Grateful Web: Well we are all glad to hear that. It really does seem like Electric Forest has found a solid balance of all genres of music.

Jason:  And I think the whole idea of how the Forest gets treated and how it’s lit up definitely comes from String Cheese roots. Those first couple Rothbury Festivals, almost all the artists at that time were coming from Michael Kang’s friends at Burning Man, so there was so much art to contribute. The whole idea of lighting up the forest came from us freaking out over how good Fuju Rock was, we were like, “oh my god, there is no festival like this in the States,” so having access to a venue like that just added to it. So again it’s not exactly our festival, but we kind of have the open invitation to host it as much as we want.

Grateful Web: Few more for you Jason. Recently EOTO played a show out in Colorado billed as the “Honkeytonk Observatory,” along with your buddy Bill Nershi from String Cheese. Did your overall approach change when jamming with Nershi, or did you guy’s just kind of do what felt right?

Jason: Oh yeah, I mean that’s all we could do, and it ended up turning out so well and was definitely one of our better collaborations. Nershi just has this whole other thing to offer, and he was really happy when he got bust out his Dobro and just sit down with his slide and work it for a while, as opposed to here’s a three minute section to do your soloing. He really felt like he could take his time hang out instead of having to get ready for the bridge again or going through suddenness of song structure, so that really brought out something different in him. So it really was a blast, and it’s something I’m sure we will do again because all the way around it felt like such a successful collaboration. Especially with all the familiarities that are contained within the String Cheese Incident, it was cool to hear people after the initial announcement being like, “Whoa, that’s actually pretty cool,” instead of hearing, “That’s never going to work!”
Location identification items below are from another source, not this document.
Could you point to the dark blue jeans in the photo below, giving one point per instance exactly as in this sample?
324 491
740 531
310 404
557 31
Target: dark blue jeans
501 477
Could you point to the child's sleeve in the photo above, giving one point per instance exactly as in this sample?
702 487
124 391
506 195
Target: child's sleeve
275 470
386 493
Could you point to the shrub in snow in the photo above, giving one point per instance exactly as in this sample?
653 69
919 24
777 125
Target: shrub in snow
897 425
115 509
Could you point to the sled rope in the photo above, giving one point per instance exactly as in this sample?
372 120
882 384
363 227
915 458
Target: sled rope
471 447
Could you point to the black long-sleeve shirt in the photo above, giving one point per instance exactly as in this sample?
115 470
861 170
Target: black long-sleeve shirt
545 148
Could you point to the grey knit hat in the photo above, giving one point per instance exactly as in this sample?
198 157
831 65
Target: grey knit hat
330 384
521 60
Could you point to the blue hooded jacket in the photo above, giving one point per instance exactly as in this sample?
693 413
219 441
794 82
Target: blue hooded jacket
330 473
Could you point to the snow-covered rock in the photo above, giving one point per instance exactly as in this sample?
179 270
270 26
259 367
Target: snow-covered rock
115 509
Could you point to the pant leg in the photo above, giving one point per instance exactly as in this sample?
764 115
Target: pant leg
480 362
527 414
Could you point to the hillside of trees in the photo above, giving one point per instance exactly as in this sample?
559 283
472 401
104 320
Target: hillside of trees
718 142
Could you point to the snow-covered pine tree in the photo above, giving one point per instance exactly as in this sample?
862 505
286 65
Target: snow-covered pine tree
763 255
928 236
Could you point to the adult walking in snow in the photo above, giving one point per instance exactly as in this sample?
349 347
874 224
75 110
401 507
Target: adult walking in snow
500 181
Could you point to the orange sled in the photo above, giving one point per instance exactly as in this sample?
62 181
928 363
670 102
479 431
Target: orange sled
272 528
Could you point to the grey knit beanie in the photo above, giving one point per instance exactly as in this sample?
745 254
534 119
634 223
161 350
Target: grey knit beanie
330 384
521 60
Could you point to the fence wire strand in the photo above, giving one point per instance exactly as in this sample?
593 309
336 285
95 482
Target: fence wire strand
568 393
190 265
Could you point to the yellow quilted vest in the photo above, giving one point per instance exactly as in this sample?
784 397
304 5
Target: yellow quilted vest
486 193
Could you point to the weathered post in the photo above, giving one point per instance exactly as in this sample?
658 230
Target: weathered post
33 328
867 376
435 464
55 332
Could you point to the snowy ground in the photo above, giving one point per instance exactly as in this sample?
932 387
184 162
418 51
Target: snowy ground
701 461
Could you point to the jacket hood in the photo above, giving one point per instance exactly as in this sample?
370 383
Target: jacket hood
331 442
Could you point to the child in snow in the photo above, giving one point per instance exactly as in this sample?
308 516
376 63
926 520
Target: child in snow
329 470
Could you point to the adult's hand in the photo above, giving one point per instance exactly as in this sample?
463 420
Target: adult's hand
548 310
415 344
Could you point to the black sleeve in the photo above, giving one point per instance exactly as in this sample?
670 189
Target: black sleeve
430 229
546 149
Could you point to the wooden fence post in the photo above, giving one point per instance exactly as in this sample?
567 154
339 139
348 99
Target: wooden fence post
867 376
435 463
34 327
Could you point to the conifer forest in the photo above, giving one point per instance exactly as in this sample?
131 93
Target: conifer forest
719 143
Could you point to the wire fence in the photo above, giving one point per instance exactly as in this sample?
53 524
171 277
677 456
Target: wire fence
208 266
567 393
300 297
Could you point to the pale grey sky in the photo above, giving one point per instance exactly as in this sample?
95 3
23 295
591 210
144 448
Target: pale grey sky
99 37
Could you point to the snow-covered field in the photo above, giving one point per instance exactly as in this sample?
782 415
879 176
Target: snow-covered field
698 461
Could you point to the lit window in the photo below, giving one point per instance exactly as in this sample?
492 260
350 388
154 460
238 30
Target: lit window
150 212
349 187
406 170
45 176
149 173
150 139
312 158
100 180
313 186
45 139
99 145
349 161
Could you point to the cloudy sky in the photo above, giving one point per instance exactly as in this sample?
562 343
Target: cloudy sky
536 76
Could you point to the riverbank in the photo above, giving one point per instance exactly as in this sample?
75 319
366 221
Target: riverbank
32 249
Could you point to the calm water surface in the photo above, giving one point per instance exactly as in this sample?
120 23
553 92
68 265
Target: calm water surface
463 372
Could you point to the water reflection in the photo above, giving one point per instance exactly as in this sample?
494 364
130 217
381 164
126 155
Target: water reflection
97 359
Grateful Web: Final question for you Jason, what’s one thing you always need to have with you while on tour?

Jason:  One thing I always need to have tour is probably blue shorts and a black shirt. That’s my go to wardrobe right there! (Laughs) Other than our gear though, there’s not anything essential that really needs to be there. I guess my phone is pretty important just because there is so much information there, between our tour schedules and getting in touch with our people, that’s probably the most essential besides our gear.

Grateful Web: Right on Jason well thank you for your time, as always it’s been a pleasure to speak with you. Looking forward to New Years out in Colorado, and good luck with the rest of the EOTO Winter tour.

Jason: Right on, thanks for getting the word out. Look forward to seeing you in a little bit!